Do you all know about Lamebook? A friend from work first told me about it when we were internet deprived at a training this summer, and while it's often raunchy and completely offensive, it's also sort of shocking in a trainwreck way. Like that Housewives of New Jersey show.
(Don't you get the distinct impression that they photographed them one by one and them shopped them together, because they'd never actually stand that close to each other without ripping each other's hair out? But I digress.)
Today, an old friend posted a Facebook status about her children's poo. It included information from not just one of her children's poo, but both of their poo. It was gross. It was shocking. It was borderline-fecophiliac. And sure, it was an overview of events that actually took place, but does that make it OK to post on FB?

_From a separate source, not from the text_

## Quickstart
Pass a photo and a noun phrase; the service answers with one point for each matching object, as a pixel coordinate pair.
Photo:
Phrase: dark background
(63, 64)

Now I'm torn because the post itself is perfect for Lamebook. And if she's willing to share her story, shouldn't others out there benefit from its foulness? This is really a philosophical question for the social media age.
In the meantime, I'd like to propose
A couple recommended guidelines in regard to Facebook status posting:
1. Save the stories about children's (or adult) bodily functions for the doctor. We've all seen the book Everybody Poops, and it works best as a generalization, not a detailed account.
2. After more than two alcoholic beverages, refrain from posting anything to FB, period. Your inner concept of what is funny and what is depressing may be askew. Wait until the morning. While we're at it, step away from any phone, texting device, or camera.
3. Unless the goal is to stir things up, avoid the topics your mama said to avoid on a first date: money, politics, religion.
4. Read the entire status update out loud-- can it be read without gasping for breath? If not, it's probably too long.
5. Save the "LOL"s for an IM conversation.
I'm sure there are other good rules for writing FB status updates. Please comment, if you want, so we can add to them. For everyone's sake!
P.S. As of now, I haven't submitted my old friend's horrific status to Lamebook. What do you think? Would you submit it, if you were in my place?